Where did all the money go?
The leaked documents offer a clue on what may have happened. In the two years covered, they show that Alliance One did pay $843,000 in a category called “withholding tax”. This is a 20% levy that is applied by the government when local companies pay foreign entities. It suggests Alliance One may have moved $4.2-million in taxable profits out of Malawi through such payments.
This is a technique, which can be used by multinational companies “to shift profits and avoid taxes,” according to Vincent Kiezebrink, a researcher at the Netherlands-based Centre for Research on Multinational Corporations.
The payments to overseas entities that help multinationals avoid tax usually take the form of interest on loans and royalties between related companies. Pyxus International, the Alliance One’s parent world by March 2020, giving it plenty of room to manoeuvre.
Customs data also shows that Alliance One sold about a fifth of the tobacco leaf to sister companies within the Pyxus International group. This is at an average of $5.31 per kilogram, which is lower than the $5.39 per kilogram average for sales to unrelated companies.
Intra-group sales at lower prices than the fair market value can also help companies avoid taxes in countries with higher tax rates by lowering how much sales revenue they have to declare. In 2020 and 2021, Alliance One appears to have lowered its Malawi sales revenue by more than $980,000 with this practice, which is often referred to as transfer pricing.

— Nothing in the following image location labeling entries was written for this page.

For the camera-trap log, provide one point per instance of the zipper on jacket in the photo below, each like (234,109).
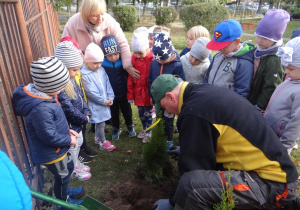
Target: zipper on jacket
(212,82)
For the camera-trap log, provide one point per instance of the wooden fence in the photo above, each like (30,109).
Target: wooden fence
(28,31)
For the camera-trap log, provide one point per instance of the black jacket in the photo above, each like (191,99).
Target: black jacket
(219,127)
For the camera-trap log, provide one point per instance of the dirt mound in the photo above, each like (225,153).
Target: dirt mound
(136,194)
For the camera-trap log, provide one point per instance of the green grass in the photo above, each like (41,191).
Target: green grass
(118,166)
(125,162)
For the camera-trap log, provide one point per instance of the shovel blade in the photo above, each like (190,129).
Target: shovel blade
(92,204)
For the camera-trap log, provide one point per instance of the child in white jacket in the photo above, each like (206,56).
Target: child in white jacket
(195,63)
(99,93)
(283,111)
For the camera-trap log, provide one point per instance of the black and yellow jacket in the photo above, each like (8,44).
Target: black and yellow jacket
(219,127)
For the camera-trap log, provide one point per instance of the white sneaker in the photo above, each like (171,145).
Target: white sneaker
(82,176)
(142,134)
(147,137)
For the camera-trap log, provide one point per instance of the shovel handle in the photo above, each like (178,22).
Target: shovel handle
(56,201)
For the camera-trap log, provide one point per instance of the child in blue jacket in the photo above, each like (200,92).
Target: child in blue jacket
(73,103)
(99,93)
(166,61)
(118,79)
(48,134)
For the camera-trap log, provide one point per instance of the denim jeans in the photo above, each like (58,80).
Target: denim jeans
(62,171)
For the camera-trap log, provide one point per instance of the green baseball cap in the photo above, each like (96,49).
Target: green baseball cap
(161,85)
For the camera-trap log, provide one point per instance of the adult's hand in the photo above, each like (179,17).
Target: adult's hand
(133,72)
(162,204)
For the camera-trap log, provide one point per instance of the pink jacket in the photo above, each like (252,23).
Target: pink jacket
(76,29)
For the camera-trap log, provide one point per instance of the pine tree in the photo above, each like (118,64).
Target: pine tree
(154,154)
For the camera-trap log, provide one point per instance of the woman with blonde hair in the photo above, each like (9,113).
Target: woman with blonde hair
(92,23)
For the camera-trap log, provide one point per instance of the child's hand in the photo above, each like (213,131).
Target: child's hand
(108,102)
(73,141)
(73,133)
(151,102)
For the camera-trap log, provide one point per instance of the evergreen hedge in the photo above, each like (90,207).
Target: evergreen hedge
(165,15)
(208,15)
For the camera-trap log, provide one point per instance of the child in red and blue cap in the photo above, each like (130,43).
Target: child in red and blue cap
(232,67)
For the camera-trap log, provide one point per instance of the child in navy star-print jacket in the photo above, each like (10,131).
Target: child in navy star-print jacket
(166,61)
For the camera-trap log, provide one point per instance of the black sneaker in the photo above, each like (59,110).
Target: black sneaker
(92,129)
(84,158)
(90,152)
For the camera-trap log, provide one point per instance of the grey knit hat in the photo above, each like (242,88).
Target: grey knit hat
(49,74)
(68,54)
(199,49)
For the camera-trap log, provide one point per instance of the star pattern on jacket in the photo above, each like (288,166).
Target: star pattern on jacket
(158,43)
(157,57)
(165,51)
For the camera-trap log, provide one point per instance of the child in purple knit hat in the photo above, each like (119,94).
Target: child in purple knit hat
(268,72)
(283,111)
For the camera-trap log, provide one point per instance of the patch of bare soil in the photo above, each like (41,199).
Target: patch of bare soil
(136,194)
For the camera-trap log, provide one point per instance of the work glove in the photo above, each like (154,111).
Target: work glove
(162,204)
(174,152)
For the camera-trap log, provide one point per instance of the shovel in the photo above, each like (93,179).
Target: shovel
(88,202)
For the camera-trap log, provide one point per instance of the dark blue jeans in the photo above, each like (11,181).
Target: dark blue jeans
(62,171)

A losing hand for most Malawians
Michael Msukwa grows tobacco in Malawi’s northern region. He is contracted to supply his crop to Alliance One, but said the contract is exploitative and barely allows him to make any profit.
He chairs a collective of 30 farmer groups that are contracted by Alliance One.
“We want to improve our livelihoods and provide for our families … But [Alliance One] is greatly benefiting from tobacco farming, more than us, the farmers,” he said. “When you’re in contract farming, you’re trapped. You have no say about your tobacco,” he added.
Alliance One binds contracted farmers to sell only to it and then asks banks to lend them money for fertilisers and other inputs. The company commits to paying the bank should the farmer default.
Msukwa said that he agreed to a loan of five million kwacha ($2,980) in a recent farming season, but 10-million kwacha was deducted from his sales income for loan repayment, leaving him with two million kwacha for three months of work.
“It’s as if I only farmed to repay the loans. I got very little compared to the amount of money and energy I invested,” Msukwa said.
The company denies that its contracts with farmers are exploitative, saying that “we keep the farmer at the heart of everything we do”.
Despite leaving a big part of the cost of producing tobacco to farmers, the multinational gets away with declaring little to no profit from selling it. “The dutybearers are aware that these companies are not paying enough but someone may be benefiting from these deals at the expense of our sweat,” Msukwa said. And that affects more Malawians than the tobacco farmers. It “cripples our government’s potential to invest in sectors that are important to Malawi citizens.
The government is failing to invest in the health, agriculture, and education sectors due to limited resources,” said Wales Chigwenembe, a social accountability expert.
Despite all this, farmers feel they have no other choice but to work with the companies. “We couldn’t afford the inputs. If we had sustainable means to grow tobacco without the companies, we wouldn’t involve them,” said Muskwa.